Скоро глаза привыкли к темноте, и мы смогли лучше ориентироваться. Пещера была небольшой. За пятнадцать минут мы с Эдом обошли ее полностью. Но ничего. Никакого выхода. Просто пещера.
— И что это? — вздохнула я, — нас просто съели?
Эд рассмеялся. Его смех отозвался жутковатым эхом. Словно над нами хохочут еще и стены.
— Я знаю, что голова на нашей стороне, — сказал Эд, — просто она не могла обойти правила.
— Хорошо. Что с того?
— А то, что выход точно есть. Просто мы его не видим. Может ищем не так?
— Хорошо, как надо.
Эд встал за мной, закрыл мои глаза своими ладонями. Я улыбнулась. Эд любил так делать, а я скучала.
— Представь, — сказал он мне на ухо, — представь, что ты всемогущая голова, которая все видит и все знает. Представь, что ты следишь за всем миром и знаешь нас с тобой лучше, чем мы сами.

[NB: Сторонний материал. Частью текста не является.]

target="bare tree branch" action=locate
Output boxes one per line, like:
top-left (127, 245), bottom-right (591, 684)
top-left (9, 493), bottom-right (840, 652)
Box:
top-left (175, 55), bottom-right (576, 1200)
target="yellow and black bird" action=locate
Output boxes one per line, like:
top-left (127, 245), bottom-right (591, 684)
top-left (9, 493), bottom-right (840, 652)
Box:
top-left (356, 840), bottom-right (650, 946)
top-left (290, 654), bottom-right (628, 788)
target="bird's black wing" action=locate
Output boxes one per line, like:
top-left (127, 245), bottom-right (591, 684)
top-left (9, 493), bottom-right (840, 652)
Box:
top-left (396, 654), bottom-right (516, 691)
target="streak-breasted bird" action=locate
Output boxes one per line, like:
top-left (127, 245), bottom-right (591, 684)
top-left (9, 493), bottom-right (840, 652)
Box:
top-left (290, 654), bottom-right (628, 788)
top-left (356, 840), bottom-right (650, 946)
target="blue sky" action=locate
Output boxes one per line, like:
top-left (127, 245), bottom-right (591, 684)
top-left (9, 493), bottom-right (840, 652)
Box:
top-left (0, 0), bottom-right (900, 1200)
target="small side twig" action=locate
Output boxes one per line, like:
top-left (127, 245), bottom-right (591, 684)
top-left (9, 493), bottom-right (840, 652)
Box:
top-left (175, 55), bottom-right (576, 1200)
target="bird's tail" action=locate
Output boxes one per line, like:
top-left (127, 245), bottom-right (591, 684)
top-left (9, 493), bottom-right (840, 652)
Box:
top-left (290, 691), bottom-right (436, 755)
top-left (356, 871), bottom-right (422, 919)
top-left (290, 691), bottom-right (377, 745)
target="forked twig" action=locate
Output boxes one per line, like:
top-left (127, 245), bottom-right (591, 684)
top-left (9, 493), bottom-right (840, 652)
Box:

— Попробую, — шепнула я, — я попробую представить.
— Ты знаешь все людские пороки, ты мудрее всех на свете, и ты где-то сделал выход… как этот выход откроется?
— Да! — я повернулась на Эда, скидывая его руки, — я бы придумала загадку. Загадку на стене или еще где-нибудь. Так, чтобы надо было сказать верный ответ, и дверь бы открылась.
Эд покачал головой.
— Ладно, звучит разумно…
— Голова! — крикнул он, — голова, мы готовы отгадать твою загадку!
Голова загудела.
— Маленький и глупый, стоит на четырех ногах, думает сердцем. Кто это? — послышалось со всех сторон.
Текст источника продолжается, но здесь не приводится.